Durant l’été 1945, des milliers de soldats américains prennent d’assaut le port du Havre. La guerre est finie et les GI attendent un bateau pour rentrer chez eux. Un an plus tôt, les Alliés ont libéré la région du contrôle allemand. Les habitants sont reconnaissants, mais ils ont désormais le sentiment de se retrouver dans une ville pratiquement occupée par ses libérateurs. Le Havre est en état de siège, déplore le maire Pierre Voisin dans une lettre adressée au colonel Weed, le commandant américain de la région. Les honnêtes citoyens de sa ville ne peuvent plus se promener dans le parc ou se recueillir sur les tombes de leurs morts sans tomber sur un GI qui fricote avec une prostituée. La nuit, des soldats ivres errent dans les rues en quête d’aventures sexuelles et les femmes « respectables » ne peuvent plus sortir seules. Non seulement on assiste jour et nuit à des « scènes contraires à la décence », se plaint Voisin, mais « des spectacles scandaleux s’offrent ainsi à la vue de la jeunesse, ce qui est intolérable ».

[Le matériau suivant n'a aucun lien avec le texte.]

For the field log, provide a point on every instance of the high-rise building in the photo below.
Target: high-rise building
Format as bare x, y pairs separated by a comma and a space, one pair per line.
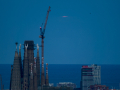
86, 77
15, 83
96, 74
90, 75
98, 87
26, 76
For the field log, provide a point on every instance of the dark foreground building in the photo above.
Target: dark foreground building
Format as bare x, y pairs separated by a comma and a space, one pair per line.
28, 76
98, 87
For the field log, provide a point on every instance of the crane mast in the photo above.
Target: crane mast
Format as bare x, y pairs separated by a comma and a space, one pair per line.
42, 36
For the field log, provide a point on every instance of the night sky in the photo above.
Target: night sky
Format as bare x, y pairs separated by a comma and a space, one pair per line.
77, 31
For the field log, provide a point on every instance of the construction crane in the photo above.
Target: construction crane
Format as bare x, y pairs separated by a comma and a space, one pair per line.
42, 32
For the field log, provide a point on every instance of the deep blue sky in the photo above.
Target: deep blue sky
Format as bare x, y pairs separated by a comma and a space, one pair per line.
89, 34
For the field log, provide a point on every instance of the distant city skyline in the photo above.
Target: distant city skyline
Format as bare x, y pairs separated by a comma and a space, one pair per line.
77, 32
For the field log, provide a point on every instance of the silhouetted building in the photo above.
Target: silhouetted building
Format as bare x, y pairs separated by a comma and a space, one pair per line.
90, 75
98, 87
28, 77
86, 77
66, 84
15, 83
96, 74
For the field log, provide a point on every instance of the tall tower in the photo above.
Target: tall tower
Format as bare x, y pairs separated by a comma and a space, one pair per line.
28, 59
31, 79
16, 75
35, 75
25, 69
42, 75
47, 80
20, 60
38, 66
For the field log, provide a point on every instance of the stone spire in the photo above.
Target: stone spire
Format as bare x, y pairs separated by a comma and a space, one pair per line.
16, 75
47, 81
38, 66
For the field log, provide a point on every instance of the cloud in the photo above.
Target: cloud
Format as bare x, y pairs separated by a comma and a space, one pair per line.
64, 16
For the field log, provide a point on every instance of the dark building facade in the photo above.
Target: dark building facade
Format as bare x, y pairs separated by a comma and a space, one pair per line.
90, 75
26, 76
98, 87
86, 77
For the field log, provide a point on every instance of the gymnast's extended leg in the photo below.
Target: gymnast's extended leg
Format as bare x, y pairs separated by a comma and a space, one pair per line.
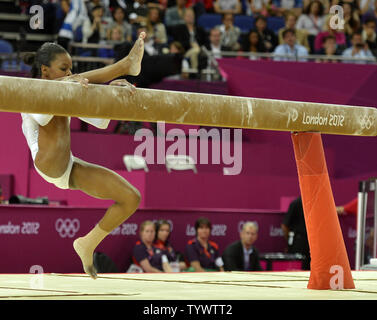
102, 183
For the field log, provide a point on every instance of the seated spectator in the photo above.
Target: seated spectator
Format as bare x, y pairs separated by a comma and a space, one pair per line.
156, 29
121, 23
200, 6
145, 254
369, 34
256, 7
201, 253
351, 19
329, 48
253, 43
290, 48
312, 20
137, 11
105, 4
94, 27
359, 49
227, 6
294, 231
242, 255
229, 32
339, 35
192, 37
214, 46
174, 15
290, 6
290, 23
76, 14
268, 36
162, 242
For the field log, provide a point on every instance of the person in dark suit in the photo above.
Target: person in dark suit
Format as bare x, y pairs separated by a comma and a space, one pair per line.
242, 255
294, 230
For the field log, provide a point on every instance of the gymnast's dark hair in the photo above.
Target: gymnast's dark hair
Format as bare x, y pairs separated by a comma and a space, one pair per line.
44, 56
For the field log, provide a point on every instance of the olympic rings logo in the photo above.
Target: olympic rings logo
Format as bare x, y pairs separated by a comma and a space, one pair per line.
67, 227
366, 122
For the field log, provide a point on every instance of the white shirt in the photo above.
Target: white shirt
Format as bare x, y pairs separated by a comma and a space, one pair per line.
32, 121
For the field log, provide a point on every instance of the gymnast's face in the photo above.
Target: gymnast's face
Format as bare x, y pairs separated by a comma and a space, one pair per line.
60, 67
163, 232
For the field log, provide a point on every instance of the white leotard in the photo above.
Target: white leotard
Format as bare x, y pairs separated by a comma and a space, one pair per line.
32, 121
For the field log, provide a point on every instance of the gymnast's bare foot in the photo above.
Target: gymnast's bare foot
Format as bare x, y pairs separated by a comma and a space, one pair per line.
132, 63
86, 256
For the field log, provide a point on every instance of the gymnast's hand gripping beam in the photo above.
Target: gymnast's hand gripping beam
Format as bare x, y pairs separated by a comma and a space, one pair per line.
61, 98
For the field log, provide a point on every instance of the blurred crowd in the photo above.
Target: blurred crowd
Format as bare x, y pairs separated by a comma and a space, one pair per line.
179, 27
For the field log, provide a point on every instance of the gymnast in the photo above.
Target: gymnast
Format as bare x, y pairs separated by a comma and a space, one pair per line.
48, 138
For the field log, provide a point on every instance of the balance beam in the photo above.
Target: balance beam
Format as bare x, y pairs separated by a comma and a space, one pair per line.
112, 102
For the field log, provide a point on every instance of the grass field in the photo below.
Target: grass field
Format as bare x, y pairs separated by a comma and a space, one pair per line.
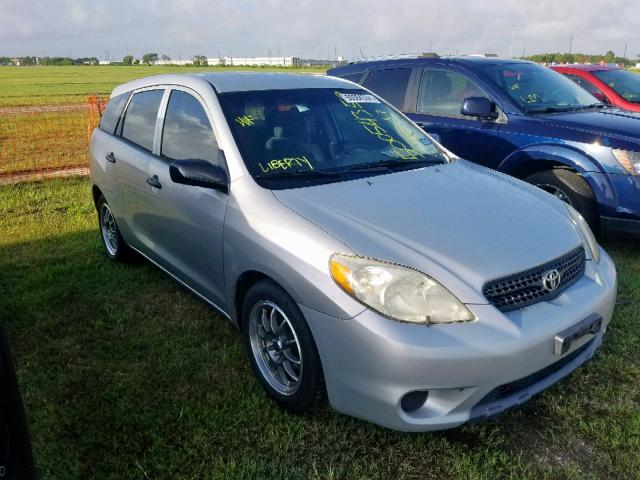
51, 85
126, 375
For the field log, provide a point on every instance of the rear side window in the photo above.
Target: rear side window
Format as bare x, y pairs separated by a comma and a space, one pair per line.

Le maire a bien envoyé des policiers faire des rondes dans les parcs : les GI n’en ont cure. Il a essayé de mettre les prostituées dans des trains pour Paris, mais les femmes, les poches pleines d’argent, sont descendues à la gare suivante et revenues en taxi. Il envoie donc une nouvelle lettre à Weed. Les Américains pourraient-ils construire un bordel réglementé au nord de la ville ? Voisin suggère qu’ils installent des tentes spéciales dans un endroit facilement accessible depuis leurs camps. Le bordel serait supervisé par la police militaire [MP] et par du personnel médical américains, afin de garantir que le commerce sexuel ne pose pas de problèmes de santé et reste discret. Les prostituées seraient soignées et les maladies vénériennes diminueraient. La ville pourrait se remettre à vivre normalement.

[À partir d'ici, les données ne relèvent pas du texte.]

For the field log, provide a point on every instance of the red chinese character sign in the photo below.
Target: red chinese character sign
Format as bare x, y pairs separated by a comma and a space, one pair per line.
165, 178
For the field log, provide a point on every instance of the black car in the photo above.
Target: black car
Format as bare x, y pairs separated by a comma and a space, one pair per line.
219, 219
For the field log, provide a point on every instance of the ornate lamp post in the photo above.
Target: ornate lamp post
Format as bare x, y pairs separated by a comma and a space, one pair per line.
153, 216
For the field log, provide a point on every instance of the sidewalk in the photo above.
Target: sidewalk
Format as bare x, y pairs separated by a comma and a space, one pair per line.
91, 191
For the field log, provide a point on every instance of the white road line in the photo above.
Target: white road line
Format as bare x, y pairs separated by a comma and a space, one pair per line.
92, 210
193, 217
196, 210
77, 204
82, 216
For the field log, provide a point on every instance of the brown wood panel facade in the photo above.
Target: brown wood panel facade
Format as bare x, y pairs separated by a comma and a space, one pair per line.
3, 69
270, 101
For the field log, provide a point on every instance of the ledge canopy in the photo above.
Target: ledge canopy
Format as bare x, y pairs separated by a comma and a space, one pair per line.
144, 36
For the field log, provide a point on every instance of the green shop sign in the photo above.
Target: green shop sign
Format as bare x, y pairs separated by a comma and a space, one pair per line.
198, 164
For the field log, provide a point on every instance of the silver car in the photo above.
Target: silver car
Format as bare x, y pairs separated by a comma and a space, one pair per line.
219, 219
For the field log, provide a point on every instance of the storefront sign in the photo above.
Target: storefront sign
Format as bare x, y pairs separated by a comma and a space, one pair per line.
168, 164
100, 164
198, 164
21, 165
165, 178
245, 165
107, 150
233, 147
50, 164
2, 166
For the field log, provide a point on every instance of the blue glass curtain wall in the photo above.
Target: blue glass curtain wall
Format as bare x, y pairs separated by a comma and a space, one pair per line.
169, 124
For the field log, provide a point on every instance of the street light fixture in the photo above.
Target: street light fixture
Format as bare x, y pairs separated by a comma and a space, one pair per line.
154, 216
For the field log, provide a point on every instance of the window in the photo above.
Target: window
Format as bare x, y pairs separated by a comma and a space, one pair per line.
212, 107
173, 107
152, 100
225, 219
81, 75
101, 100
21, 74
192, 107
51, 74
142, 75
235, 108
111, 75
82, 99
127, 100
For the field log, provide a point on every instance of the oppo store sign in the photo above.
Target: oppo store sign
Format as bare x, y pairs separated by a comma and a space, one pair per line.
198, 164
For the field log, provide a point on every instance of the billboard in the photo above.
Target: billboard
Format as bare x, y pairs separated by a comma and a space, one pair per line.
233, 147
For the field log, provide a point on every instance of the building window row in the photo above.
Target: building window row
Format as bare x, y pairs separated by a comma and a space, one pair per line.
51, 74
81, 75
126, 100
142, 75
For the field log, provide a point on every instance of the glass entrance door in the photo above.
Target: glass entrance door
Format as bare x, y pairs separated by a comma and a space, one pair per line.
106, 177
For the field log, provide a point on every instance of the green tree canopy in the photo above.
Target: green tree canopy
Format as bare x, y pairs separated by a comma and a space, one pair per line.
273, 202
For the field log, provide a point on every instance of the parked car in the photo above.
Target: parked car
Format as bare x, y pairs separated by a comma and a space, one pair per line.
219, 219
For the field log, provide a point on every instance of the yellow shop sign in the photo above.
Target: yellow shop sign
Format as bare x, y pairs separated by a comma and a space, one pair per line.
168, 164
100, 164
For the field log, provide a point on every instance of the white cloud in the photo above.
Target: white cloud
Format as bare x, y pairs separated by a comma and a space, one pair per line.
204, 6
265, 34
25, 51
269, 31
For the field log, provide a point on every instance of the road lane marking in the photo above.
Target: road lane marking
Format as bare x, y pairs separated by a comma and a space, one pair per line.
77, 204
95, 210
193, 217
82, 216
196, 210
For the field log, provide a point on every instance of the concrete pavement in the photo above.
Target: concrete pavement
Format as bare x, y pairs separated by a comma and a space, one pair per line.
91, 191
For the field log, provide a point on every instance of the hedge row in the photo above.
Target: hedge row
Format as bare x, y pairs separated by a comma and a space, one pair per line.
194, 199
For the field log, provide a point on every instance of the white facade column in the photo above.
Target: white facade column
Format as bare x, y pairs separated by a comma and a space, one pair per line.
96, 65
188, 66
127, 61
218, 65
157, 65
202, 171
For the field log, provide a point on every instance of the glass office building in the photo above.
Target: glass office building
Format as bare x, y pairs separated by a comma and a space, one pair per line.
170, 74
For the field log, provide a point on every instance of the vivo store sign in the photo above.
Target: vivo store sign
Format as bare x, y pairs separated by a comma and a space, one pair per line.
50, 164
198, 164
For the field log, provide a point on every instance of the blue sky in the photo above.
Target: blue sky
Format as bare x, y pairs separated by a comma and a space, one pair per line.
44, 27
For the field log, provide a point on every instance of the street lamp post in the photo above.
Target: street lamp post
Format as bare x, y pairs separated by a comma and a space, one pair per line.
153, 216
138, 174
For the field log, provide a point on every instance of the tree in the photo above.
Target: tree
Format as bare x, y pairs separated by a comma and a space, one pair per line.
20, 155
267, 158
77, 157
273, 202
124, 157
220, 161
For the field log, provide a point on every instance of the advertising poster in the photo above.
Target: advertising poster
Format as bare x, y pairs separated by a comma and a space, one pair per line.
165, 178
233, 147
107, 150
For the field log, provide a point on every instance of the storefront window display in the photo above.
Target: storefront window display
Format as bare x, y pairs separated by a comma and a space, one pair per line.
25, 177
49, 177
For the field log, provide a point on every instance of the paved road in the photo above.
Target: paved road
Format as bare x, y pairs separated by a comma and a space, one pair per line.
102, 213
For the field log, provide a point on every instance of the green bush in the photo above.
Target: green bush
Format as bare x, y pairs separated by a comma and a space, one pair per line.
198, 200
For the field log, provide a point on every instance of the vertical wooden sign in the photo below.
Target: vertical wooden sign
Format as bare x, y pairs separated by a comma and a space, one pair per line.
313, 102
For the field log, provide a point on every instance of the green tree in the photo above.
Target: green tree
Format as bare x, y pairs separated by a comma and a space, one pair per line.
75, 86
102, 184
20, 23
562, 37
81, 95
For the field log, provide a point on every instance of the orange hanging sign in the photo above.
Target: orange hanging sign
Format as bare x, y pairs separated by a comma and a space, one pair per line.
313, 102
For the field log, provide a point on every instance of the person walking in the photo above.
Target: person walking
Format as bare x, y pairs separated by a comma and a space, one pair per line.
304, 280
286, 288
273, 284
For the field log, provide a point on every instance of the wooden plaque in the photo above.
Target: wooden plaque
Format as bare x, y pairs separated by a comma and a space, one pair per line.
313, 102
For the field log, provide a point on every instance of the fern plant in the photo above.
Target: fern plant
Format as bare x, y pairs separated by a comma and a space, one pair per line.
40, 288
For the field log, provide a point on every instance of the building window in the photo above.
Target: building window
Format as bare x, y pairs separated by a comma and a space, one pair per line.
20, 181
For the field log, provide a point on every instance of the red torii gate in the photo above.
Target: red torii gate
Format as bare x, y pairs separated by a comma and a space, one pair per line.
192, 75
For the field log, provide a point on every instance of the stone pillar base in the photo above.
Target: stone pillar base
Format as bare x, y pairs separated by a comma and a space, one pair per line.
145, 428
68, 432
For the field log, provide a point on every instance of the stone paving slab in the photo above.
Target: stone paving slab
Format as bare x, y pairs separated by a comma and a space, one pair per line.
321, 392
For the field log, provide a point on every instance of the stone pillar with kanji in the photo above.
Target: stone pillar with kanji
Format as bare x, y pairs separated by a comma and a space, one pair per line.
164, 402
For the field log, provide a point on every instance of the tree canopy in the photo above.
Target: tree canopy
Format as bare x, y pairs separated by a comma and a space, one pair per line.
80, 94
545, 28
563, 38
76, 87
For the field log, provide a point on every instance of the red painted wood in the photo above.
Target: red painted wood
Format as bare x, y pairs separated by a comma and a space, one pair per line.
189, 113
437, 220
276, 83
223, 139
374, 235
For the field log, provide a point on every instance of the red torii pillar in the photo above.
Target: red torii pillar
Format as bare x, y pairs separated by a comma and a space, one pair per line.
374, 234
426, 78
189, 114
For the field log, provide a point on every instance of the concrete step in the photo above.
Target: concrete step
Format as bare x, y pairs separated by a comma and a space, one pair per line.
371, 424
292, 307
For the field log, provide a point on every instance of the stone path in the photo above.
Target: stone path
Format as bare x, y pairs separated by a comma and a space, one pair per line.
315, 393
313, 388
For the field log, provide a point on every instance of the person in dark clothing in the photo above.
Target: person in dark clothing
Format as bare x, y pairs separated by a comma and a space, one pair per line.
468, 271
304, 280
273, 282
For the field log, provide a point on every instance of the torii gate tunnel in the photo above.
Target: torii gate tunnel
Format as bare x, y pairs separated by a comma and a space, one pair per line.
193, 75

Voisin perd son temps. Dans sa réponse, Weed décline toute responsabilité : la prostitution, c’est le problème du maire, pas le sien. Si les prostituées sont malades, les GI n’y sont pour rien. Il est hors de question que l’armée américaine se mette à réglementer la prostitution. Le haut commandement ne le permettrait pas, d’abord et avant tout parce qu’il redoute que les journalistes ne s’emparent de l’affaire et que les citoyens américains n’entendent parler des turpitudes de leurs soldats. Weed fait tout aussi peu de cas du problème croissant que posent les maladies vénériennes. Il promet bien vaguement de fournir du personnel médical, mais sa promesse ne sera pas suivie d’effet. Voisin doit donc bientôt écrire une troisième lettre, adressée cette fois-ci au sous-préfet, pour réclamer de l’argent. Les fonds municipaux sont quasiment épuisés, les services de vénérologie débordés, les femmes malades n’ont nulle part où aller. Que doit faire le maire ?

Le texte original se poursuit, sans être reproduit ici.